Normalmente, existía una chat compartido por la acusada y las víctimas, 'Nicole Relax', a través del cual se las comunicaba la presencia de un cliente o bien a través de comunicación de whatsapp directa. Además de los servicios prestados en la vivienda, que era lo habitual, también se ofrecía la posibilidad de salidas a domicilios de clientes y hoteles, con diferentes tarifas y abono del importe del taxi que utilizaría la víctima, que hasta el pago de la totalidad de la deuda contraída, sólo percibían una pequeña cantidad para poder vivir.

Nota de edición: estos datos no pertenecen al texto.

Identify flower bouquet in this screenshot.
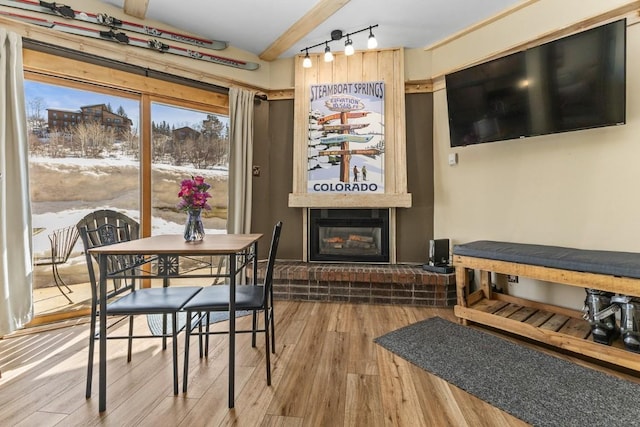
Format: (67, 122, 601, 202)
(178, 176, 211, 241)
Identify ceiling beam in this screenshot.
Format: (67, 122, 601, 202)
(259, 0, 350, 62)
(123, 0, 149, 19)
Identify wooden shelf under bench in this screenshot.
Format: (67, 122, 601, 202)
(453, 253, 640, 372)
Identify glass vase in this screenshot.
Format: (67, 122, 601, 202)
(183, 209, 205, 242)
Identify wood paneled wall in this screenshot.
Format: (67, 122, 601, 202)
(289, 49, 411, 208)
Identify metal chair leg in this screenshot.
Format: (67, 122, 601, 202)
(127, 316, 134, 362)
(172, 313, 179, 395)
(197, 313, 204, 358)
(251, 310, 258, 347)
(270, 306, 276, 353)
(183, 311, 192, 393)
(264, 309, 271, 385)
(86, 306, 97, 398)
(51, 262, 73, 304)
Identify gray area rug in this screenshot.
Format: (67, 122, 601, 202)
(374, 317, 640, 426)
(147, 310, 252, 335)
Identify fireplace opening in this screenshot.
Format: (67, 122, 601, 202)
(309, 208, 390, 263)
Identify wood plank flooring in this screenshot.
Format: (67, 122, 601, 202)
(1, 301, 636, 426)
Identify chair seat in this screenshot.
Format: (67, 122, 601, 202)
(107, 286, 202, 315)
(183, 285, 265, 311)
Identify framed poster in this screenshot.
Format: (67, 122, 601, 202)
(307, 81, 384, 193)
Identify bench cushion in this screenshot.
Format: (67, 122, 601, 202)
(453, 240, 640, 280)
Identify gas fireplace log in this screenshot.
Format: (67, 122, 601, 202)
(323, 236, 345, 244)
(345, 240, 374, 249)
(348, 234, 374, 243)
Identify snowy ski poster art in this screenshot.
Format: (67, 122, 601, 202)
(308, 81, 384, 193)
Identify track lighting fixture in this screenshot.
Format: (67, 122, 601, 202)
(300, 24, 379, 67)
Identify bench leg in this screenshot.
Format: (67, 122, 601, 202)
(480, 270, 492, 300)
(455, 266, 469, 325)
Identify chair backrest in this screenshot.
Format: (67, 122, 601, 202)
(76, 210, 140, 301)
(50, 225, 81, 264)
(44, 225, 80, 264)
(263, 221, 283, 296)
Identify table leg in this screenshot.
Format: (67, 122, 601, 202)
(229, 253, 236, 408)
(98, 254, 108, 412)
(162, 277, 169, 350)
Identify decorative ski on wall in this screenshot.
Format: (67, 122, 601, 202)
(0, 0, 227, 49)
(0, 10, 260, 70)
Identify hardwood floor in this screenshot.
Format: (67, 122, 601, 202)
(1, 300, 626, 426)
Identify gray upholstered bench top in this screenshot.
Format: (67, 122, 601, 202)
(453, 240, 640, 280)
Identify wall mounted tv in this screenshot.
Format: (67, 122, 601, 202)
(446, 19, 626, 147)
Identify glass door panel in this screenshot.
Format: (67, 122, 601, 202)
(150, 102, 229, 284)
(25, 80, 140, 317)
(150, 102, 229, 235)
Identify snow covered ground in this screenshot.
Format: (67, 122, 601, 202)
(30, 155, 228, 256)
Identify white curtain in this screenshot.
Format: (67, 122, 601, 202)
(0, 29, 33, 336)
(227, 86, 257, 234)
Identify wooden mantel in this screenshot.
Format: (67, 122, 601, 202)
(288, 192, 411, 208)
(289, 48, 412, 209)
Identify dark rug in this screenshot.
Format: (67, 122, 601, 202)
(147, 310, 252, 335)
(374, 317, 640, 426)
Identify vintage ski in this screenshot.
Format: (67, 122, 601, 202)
(0, 11, 259, 70)
(0, 0, 227, 49)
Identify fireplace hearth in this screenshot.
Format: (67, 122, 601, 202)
(309, 208, 389, 263)
(253, 261, 457, 307)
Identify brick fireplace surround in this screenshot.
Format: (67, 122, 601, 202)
(256, 261, 456, 307)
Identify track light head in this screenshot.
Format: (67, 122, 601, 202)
(302, 49, 312, 68)
(324, 43, 334, 62)
(344, 38, 354, 56)
(367, 26, 378, 49)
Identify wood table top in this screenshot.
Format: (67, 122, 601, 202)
(88, 233, 263, 255)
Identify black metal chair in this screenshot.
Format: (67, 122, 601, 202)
(77, 209, 202, 398)
(182, 221, 283, 392)
(33, 225, 80, 304)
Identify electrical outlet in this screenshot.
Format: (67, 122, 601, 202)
(507, 275, 519, 283)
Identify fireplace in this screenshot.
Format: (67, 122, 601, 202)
(309, 208, 390, 263)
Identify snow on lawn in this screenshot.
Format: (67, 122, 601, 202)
(31, 155, 228, 256)
(30, 155, 229, 175)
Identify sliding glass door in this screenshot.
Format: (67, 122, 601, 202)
(24, 71, 229, 321)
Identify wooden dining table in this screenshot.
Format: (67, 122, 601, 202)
(88, 233, 262, 412)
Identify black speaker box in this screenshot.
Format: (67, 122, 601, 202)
(428, 238, 450, 266)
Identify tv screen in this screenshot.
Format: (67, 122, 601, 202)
(446, 19, 626, 147)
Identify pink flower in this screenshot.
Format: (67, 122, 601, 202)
(177, 176, 212, 211)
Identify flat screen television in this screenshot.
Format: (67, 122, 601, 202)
(446, 19, 626, 147)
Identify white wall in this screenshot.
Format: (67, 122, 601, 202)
(431, 0, 640, 308)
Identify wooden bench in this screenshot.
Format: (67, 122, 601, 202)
(453, 240, 640, 371)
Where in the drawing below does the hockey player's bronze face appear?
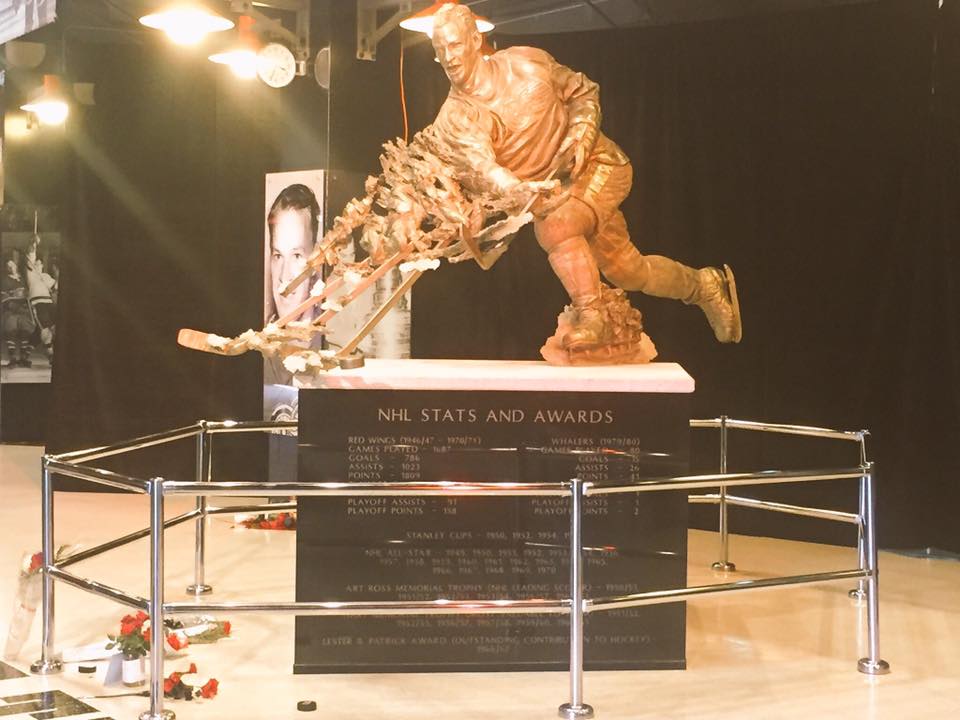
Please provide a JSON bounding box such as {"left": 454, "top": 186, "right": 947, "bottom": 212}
{"left": 432, "top": 20, "right": 480, "bottom": 89}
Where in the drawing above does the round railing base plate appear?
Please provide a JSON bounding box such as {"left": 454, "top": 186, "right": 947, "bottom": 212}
{"left": 558, "top": 703, "right": 595, "bottom": 719}
{"left": 857, "top": 658, "right": 890, "bottom": 675}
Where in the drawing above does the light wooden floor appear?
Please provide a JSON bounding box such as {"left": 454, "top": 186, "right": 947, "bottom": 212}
{"left": 1, "top": 444, "right": 958, "bottom": 720}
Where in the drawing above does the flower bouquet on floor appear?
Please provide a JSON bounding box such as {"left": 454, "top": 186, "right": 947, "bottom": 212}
{"left": 165, "top": 618, "right": 232, "bottom": 644}
{"left": 106, "top": 612, "right": 191, "bottom": 686}
{"left": 3, "top": 552, "right": 43, "bottom": 660}
{"left": 237, "top": 511, "right": 296, "bottom": 530}
{"left": 164, "top": 663, "right": 219, "bottom": 702}
{"left": 4, "top": 548, "right": 70, "bottom": 660}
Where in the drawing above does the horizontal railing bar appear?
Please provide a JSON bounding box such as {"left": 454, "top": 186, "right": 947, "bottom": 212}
{"left": 586, "top": 468, "right": 866, "bottom": 495}
{"left": 58, "top": 509, "right": 202, "bottom": 569}
{"left": 48, "top": 567, "right": 149, "bottom": 611}
{"left": 49, "top": 424, "right": 204, "bottom": 463}
{"left": 690, "top": 418, "right": 864, "bottom": 442}
{"left": 206, "top": 503, "right": 297, "bottom": 515}
{"left": 44, "top": 459, "right": 151, "bottom": 493}
{"left": 688, "top": 494, "right": 719, "bottom": 504}
{"left": 688, "top": 493, "right": 860, "bottom": 524}
{"left": 587, "top": 569, "right": 868, "bottom": 612}
{"left": 165, "top": 598, "right": 570, "bottom": 617}
{"left": 161, "top": 480, "right": 571, "bottom": 497}
{"left": 165, "top": 570, "right": 868, "bottom": 617}
{"left": 205, "top": 420, "right": 298, "bottom": 434}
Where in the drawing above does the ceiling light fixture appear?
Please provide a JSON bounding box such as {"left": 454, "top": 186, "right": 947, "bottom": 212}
{"left": 208, "top": 15, "right": 259, "bottom": 79}
{"left": 139, "top": 2, "right": 234, "bottom": 46}
{"left": 399, "top": 0, "right": 494, "bottom": 37}
{"left": 20, "top": 74, "right": 69, "bottom": 126}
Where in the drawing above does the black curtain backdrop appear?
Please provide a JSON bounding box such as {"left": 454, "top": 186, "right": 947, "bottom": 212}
{"left": 47, "top": 1, "right": 330, "bottom": 483}
{"left": 409, "top": 0, "right": 960, "bottom": 551}
{"left": 46, "top": 0, "right": 959, "bottom": 550}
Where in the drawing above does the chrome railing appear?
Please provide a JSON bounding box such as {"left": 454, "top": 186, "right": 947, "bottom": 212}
{"left": 30, "top": 417, "right": 889, "bottom": 720}
{"left": 689, "top": 416, "right": 870, "bottom": 596}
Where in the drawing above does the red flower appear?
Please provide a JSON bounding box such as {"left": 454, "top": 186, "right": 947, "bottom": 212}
{"left": 163, "top": 670, "right": 183, "bottom": 695}
{"left": 143, "top": 627, "right": 151, "bottom": 643}
{"left": 120, "top": 611, "right": 148, "bottom": 636}
{"left": 187, "top": 663, "right": 197, "bottom": 674}
{"left": 167, "top": 632, "right": 188, "bottom": 651}
{"left": 29, "top": 553, "right": 43, "bottom": 573}
{"left": 200, "top": 678, "right": 219, "bottom": 699}
{"left": 222, "top": 622, "right": 231, "bottom": 636}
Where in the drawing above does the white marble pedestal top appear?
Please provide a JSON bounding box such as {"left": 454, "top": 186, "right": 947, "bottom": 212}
{"left": 299, "top": 358, "right": 694, "bottom": 394}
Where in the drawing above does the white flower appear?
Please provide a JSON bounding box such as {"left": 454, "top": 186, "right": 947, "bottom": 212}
{"left": 321, "top": 299, "right": 343, "bottom": 312}
{"left": 282, "top": 354, "right": 308, "bottom": 374}
{"left": 309, "top": 278, "right": 326, "bottom": 297}
{"left": 399, "top": 258, "right": 441, "bottom": 273}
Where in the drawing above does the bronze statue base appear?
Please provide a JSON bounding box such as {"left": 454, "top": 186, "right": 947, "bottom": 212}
{"left": 540, "top": 286, "right": 657, "bottom": 366}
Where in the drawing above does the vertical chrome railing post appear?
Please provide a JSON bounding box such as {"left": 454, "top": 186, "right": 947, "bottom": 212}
{"left": 712, "top": 415, "right": 736, "bottom": 572}
{"left": 857, "top": 464, "right": 889, "bottom": 675}
{"left": 186, "top": 421, "right": 212, "bottom": 595}
{"left": 30, "top": 458, "right": 63, "bottom": 675}
{"left": 142, "top": 477, "right": 174, "bottom": 720}
{"left": 558, "top": 478, "right": 594, "bottom": 720}
{"left": 849, "top": 434, "right": 868, "bottom": 600}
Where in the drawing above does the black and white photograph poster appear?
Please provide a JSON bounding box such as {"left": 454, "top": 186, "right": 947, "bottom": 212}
{"left": 1, "top": 231, "right": 58, "bottom": 383}
{"left": 263, "top": 168, "right": 410, "bottom": 483}
{"left": 0, "top": 0, "right": 56, "bottom": 46}
{"left": 262, "top": 169, "right": 411, "bottom": 390}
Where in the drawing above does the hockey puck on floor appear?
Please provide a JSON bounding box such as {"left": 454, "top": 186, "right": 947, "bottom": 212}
{"left": 78, "top": 665, "right": 96, "bottom": 674}
{"left": 297, "top": 700, "right": 317, "bottom": 712}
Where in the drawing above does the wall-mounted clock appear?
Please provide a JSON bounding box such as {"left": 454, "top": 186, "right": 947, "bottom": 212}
{"left": 257, "top": 42, "right": 296, "bottom": 88}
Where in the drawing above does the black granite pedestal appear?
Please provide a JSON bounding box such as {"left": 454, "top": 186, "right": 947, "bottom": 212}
{"left": 294, "top": 360, "right": 692, "bottom": 673}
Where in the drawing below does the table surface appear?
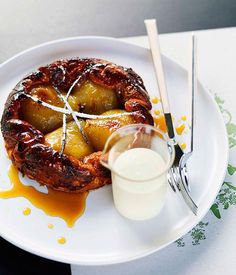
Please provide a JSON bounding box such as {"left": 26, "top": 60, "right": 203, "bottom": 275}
{"left": 0, "top": 0, "right": 236, "bottom": 62}
{"left": 1, "top": 26, "right": 236, "bottom": 274}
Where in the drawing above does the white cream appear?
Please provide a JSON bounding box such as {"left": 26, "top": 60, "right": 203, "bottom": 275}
{"left": 111, "top": 147, "right": 168, "bottom": 220}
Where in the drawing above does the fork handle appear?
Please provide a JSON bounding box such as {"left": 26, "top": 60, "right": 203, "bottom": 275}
{"left": 164, "top": 113, "right": 175, "bottom": 139}
{"left": 145, "top": 19, "right": 170, "bottom": 114}
{"left": 188, "top": 34, "right": 197, "bottom": 153}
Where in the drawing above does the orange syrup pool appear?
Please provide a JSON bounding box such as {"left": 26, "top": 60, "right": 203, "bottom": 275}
{"left": 0, "top": 165, "right": 88, "bottom": 228}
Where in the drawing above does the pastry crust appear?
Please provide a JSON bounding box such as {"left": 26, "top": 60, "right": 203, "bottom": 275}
{"left": 1, "top": 58, "right": 153, "bottom": 192}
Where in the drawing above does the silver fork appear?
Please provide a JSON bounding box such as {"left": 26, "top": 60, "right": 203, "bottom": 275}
{"left": 171, "top": 34, "right": 198, "bottom": 215}
{"left": 145, "top": 19, "right": 198, "bottom": 215}
{"left": 179, "top": 34, "right": 197, "bottom": 193}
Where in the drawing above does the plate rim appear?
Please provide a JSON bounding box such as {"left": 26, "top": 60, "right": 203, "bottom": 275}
{"left": 0, "top": 36, "right": 229, "bottom": 265}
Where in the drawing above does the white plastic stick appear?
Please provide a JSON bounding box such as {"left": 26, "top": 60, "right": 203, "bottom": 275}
{"left": 144, "top": 19, "right": 170, "bottom": 113}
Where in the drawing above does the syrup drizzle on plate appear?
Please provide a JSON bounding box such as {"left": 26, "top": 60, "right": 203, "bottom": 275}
{"left": 0, "top": 165, "right": 88, "bottom": 227}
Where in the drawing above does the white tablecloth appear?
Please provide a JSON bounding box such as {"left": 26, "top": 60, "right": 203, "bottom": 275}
{"left": 72, "top": 27, "right": 236, "bottom": 275}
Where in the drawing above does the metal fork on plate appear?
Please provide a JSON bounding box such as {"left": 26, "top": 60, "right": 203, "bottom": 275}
{"left": 179, "top": 33, "right": 196, "bottom": 194}
{"left": 145, "top": 19, "right": 198, "bottom": 215}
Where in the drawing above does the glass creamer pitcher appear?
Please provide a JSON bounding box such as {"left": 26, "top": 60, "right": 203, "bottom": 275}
{"left": 101, "top": 124, "right": 175, "bottom": 220}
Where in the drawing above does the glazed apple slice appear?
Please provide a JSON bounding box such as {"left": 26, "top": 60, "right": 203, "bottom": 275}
{"left": 44, "top": 121, "right": 94, "bottom": 159}
{"left": 84, "top": 109, "right": 136, "bottom": 151}
{"left": 71, "top": 81, "right": 119, "bottom": 114}
{"left": 19, "top": 85, "right": 81, "bottom": 134}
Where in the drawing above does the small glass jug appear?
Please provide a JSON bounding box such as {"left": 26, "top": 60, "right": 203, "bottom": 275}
{"left": 101, "top": 124, "right": 175, "bottom": 220}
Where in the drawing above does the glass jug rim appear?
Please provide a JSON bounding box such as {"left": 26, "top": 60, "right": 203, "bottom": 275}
{"left": 100, "top": 124, "right": 175, "bottom": 182}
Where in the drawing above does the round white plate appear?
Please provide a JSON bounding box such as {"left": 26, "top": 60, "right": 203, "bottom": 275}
{"left": 0, "top": 37, "right": 228, "bottom": 265}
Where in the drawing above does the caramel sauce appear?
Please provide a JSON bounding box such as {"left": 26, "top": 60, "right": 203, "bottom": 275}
{"left": 151, "top": 97, "right": 160, "bottom": 104}
{"left": 180, "top": 143, "right": 187, "bottom": 150}
{"left": 154, "top": 109, "right": 161, "bottom": 116}
{"left": 48, "top": 223, "right": 54, "bottom": 229}
{"left": 153, "top": 114, "right": 188, "bottom": 138}
{"left": 23, "top": 207, "right": 31, "bottom": 216}
{"left": 176, "top": 123, "right": 185, "bottom": 135}
{"left": 57, "top": 236, "right": 66, "bottom": 244}
{"left": 0, "top": 165, "right": 88, "bottom": 227}
{"left": 153, "top": 114, "right": 167, "bottom": 133}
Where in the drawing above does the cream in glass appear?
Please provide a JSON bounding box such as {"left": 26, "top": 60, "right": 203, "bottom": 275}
{"left": 101, "top": 124, "right": 175, "bottom": 221}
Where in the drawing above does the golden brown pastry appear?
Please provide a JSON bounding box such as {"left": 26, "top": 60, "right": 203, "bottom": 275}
{"left": 1, "top": 58, "right": 153, "bottom": 192}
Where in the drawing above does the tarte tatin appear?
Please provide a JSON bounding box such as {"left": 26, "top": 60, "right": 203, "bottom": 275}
{"left": 1, "top": 58, "right": 153, "bottom": 192}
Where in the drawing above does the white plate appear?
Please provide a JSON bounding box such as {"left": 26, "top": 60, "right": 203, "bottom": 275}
{"left": 0, "top": 37, "right": 228, "bottom": 265}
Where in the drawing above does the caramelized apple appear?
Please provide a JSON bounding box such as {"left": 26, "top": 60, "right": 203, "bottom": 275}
{"left": 45, "top": 121, "right": 94, "bottom": 159}
{"left": 20, "top": 86, "right": 79, "bottom": 134}
{"left": 84, "top": 109, "right": 136, "bottom": 151}
{"left": 71, "top": 81, "right": 119, "bottom": 114}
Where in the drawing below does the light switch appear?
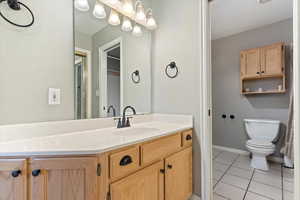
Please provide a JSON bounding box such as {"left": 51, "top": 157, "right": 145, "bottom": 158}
{"left": 48, "top": 88, "right": 61, "bottom": 105}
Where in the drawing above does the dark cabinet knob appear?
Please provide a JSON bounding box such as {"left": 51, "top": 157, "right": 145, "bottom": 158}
{"left": 120, "top": 155, "right": 133, "bottom": 166}
{"left": 222, "top": 114, "right": 226, "bottom": 119}
{"left": 167, "top": 164, "right": 172, "bottom": 169}
{"left": 32, "top": 169, "right": 41, "bottom": 177}
{"left": 160, "top": 169, "right": 165, "bottom": 174}
{"left": 230, "top": 115, "right": 235, "bottom": 119}
{"left": 256, "top": 72, "right": 260, "bottom": 74}
{"left": 186, "top": 134, "right": 192, "bottom": 141}
{"left": 261, "top": 71, "right": 265, "bottom": 73}
{"left": 11, "top": 170, "right": 22, "bottom": 178}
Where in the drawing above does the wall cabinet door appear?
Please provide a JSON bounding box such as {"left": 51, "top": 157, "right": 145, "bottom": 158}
{"left": 110, "top": 161, "right": 164, "bottom": 200}
{"left": 30, "top": 157, "right": 98, "bottom": 200}
{"left": 240, "top": 48, "right": 261, "bottom": 78}
{"left": 0, "top": 159, "right": 27, "bottom": 200}
{"left": 261, "top": 43, "right": 284, "bottom": 76}
{"left": 165, "top": 147, "right": 192, "bottom": 200}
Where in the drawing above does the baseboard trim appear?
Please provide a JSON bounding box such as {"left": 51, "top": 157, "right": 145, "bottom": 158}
{"left": 190, "top": 194, "right": 201, "bottom": 200}
{"left": 213, "top": 145, "right": 250, "bottom": 155}
{"left": 213, "top": 145, "right": 283, "bottom": 164}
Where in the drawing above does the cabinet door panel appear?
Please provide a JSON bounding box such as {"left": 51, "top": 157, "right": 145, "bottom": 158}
{"left": 165, "top": 147, "right": 192, "bottom": 200}
{"left": 30, "top": 157, "right": 97, "bottom": 200}
{"left": 261, "top": 43, "right": 283, "bottom": 75}
{"left": 241, "top": 48, "right": 261, "bottom": 78}
{"left": 110, "top": 161, "right": 164, "bottom": 200}
{"left": 0, "top": 159, "right": 27, "bottom": 200}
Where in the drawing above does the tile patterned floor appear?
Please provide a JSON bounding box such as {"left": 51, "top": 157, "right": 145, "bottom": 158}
{"left": 213, "top": 148, "right": 294, "bottom": 200}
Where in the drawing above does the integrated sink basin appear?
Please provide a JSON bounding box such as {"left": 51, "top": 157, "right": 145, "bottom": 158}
{"left": 112, "top": 127, "right": 160, "bottom": 136}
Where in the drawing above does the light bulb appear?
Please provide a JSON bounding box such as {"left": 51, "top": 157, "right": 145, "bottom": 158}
{"left": 132, "top": 24, "right": 142, "bottom": 36}
{"left": 75, "top": 0, "right": 90, "bottom": 11}
{"left": 108, "top": 9, "right": 120, "bottom": 26}
{"left": 135, "top": 1, "right": 146, "bottom": 22}
{"left": 93, "top": 2, "right": 106, "bottom": 19}
{"left": 122, "top": 17, "right": 133, "bottom": 32}
{"left": 109, "top": 0, "right": 119, "bottom": 5}
{"left": 146, "top": 9, "right": 157, "bottom": 30}
{"left": 122, "top": 0, "right": 134, "bottom": 15}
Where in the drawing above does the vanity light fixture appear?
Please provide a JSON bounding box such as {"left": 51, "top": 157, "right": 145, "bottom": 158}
{"left": 122, "top": 16, "right": 133, "bottom": 32}
{"left": 74, "top": 0, "right": 90, "bottom": 12}
{"left": 122, "top": 0, "right": 134, "bottom": 15}
{"left": 135, "top": 0, "right": 146, "bottom": 22}
{"left": 146, "top": 9, "right": 157, "bottom": 30}
{"left": 93, "top": 2, "right": 106, "bottom": 19}
{"left": 108, "top": 9, "right": 121, "bottom": 26}
{"left": 132, "top": 24, "right": 142, "bottom": 36}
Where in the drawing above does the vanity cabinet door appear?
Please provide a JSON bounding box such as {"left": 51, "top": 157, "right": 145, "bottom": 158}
{"left": 110, "top": 161, "right": 164, "bottom": 200}
{"left": 261, "top": 43, "right": 284, "bottom": 76}
{"left": 165, "top": 147, "right": 192, "bottom": 200}
{"left": 240, "top": 48, "right": 261, "bottom": 78}
{"left": 30, "top": 157, "right": 98, "bottom": 200}
{"left": 0, "top": 159, "right": 27, "bottom": 200}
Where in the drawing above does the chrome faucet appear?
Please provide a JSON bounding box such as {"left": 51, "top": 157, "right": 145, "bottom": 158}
{"left": 115, "top": 106, "right": 136, "bottom": 128}
{"left": 107, "top": 105, "right": 116, "bottom": 117}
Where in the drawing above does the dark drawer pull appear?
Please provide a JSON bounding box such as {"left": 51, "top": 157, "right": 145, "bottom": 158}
{"left": 186, "top": 134, "right": 192, "bottom": 141}
{"left": 119, "top": 155, "right": 133, "bottom": 166}
{"left": 167, "top": 164, "right": 173, "bottom": 169}
{"left": 11, "top": 170, "right": 22, "bottom": 178}
{"left": 32, "top": 169, "right": 41, "bottom": 177}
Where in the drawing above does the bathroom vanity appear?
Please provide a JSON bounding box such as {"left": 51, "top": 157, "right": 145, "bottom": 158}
{"left": 0, "top": 114, "right": 193, "bottom": 200}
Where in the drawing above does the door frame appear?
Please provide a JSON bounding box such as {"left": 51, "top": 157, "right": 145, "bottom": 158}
{"left": 75, "top": 47, "right": 92, "bottom": 119}
{"left": 99, "top": 37, "right": 124, "bottom": 117}
{"left": 200, "top": 0, "right": 300, "bottom": 200}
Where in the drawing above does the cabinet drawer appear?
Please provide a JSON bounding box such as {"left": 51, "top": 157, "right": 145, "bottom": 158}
{"left": 110, "top": 146, "right": 140, "bottom": 180}
{"left": 141, "top": 133, "right": 181, "bottom": 165}
{"left": 182, "top": 129, "right": 193, "bottom": 147}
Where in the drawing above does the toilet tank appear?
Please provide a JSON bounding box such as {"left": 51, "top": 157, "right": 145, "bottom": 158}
{"left": 244, "top": 119, "right": 280, "bottom": 141}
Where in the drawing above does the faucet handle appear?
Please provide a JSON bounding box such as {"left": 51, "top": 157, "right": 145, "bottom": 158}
{"left": 114, "top": 117, "right": 122, "bottom": 128}
{"left": 125, "top": 117, "right": 133, "bottom": 127}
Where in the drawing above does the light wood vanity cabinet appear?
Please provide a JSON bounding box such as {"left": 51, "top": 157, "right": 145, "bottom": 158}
{"left": 0, "top": 129, "right": 193, "bottom": 200}
{"left": 0, "top": 159, "right": 27, "bottom": 200}
{"left": 30, "top": 157, "right": 98, "bottom": 200}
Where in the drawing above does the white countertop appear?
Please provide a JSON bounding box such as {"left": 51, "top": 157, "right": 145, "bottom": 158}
{"left": 0, "top": 115, "right": 193, "bottom": 157}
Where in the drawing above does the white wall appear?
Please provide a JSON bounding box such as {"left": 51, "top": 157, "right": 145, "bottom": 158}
{"left": 151, "top": 0, "right": 201, "bottom": 195}
{"left": 75, "top": 31, "right": 92, "bottom": 51}
{"left": 0, "top": 0, "right": 74, "bottom": 125}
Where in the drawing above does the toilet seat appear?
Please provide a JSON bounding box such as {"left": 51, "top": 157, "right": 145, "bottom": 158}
{"left": 246, "top": 139, "right": 275, "bottom": 149}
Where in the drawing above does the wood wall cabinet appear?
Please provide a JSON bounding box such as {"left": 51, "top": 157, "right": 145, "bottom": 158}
{"left": 30, "top": 157, "right": 98, "bottom": 200}
{"left": 240, "top": 42, "right": 286, "bottom": 95}
{"left": 0, "top": 159, "right": 27, "bottom": 200}
{"left": 240, "top": 48, "right": 261, "bottom": 78}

La vivienda utilizada como prostíbulo contaba con tres cámaras de vídeo vigilancia y audio al objeto de poder controlar todo lo que allí sucedía y en especial los clientes que accedían, el tiempo que estaban con las víctimas y si éstas hablaban con los clientes de cosas particulares más allá del servicio contratado. Dicho inmueble estaba distribuido en nueve habitaciones y tres cuartos de baño, de tal manera que la persona que hacía de encargada tenía una habitación para ella sola a modo de oficina, mientras que el resto de víctimas vivía hacinado en una o dos habitaciones, en literas, ocupando entre cuatro o cinco personas una habitación. El resto de estancias disponibles eran para la prestación de los servicios sexuales.

DISTRIBUCIÓN DE DROGA ENTRE CLIENTES

En la vivienda mencionada, además de prestarse servicios sexuales, como oferta adicional, con unos códigos previamente establecidos en el sector (fiesta, fiesteras, fiesta blanca), para aquellos clientes que lo solicitaran se distribuía droga, concretamente cocaína y en alguna ocasión pastillas de viagra, si bien las víctimas, que no podían negarse a prestar éste servicio, no participaban del beneficio generado, que recogía únicamente a la acusada.

En la adquisición y traslado de la droga a la vivienda de la Avenida de Burgos colaboraba el también acusado J.R.A, pareja sentimental de la jefa. La situación narrada se mantuvo prácticamente intacta hasta febrero del año 2022, momento en el que la acusada, obsesionada con su propia seguridad personal, empezó a tomar medidas de protección más eficaces para evitar ser responsabilizada, llegado el caso, de la actividad narrada.

A partir de ese momento, sería su prima y también acusada M.A.P.G, natural de Paraguay y en situación irregular en territorio español, quien asumiría diversas funciones de gestión y control de la actividad para que la anterior pasara a un discreto segundo plano.

En las tareas de captación de mujeres participarían también, siempre según la acusación pública, los otros dos acusados, una mujer con iniciales M.G.G, y el varón H.J.A, quien trabajaba en una empresa de paquetería en Valladolid entregando y recogiendo paquetes principalmente para ciudadanos de Paraguay.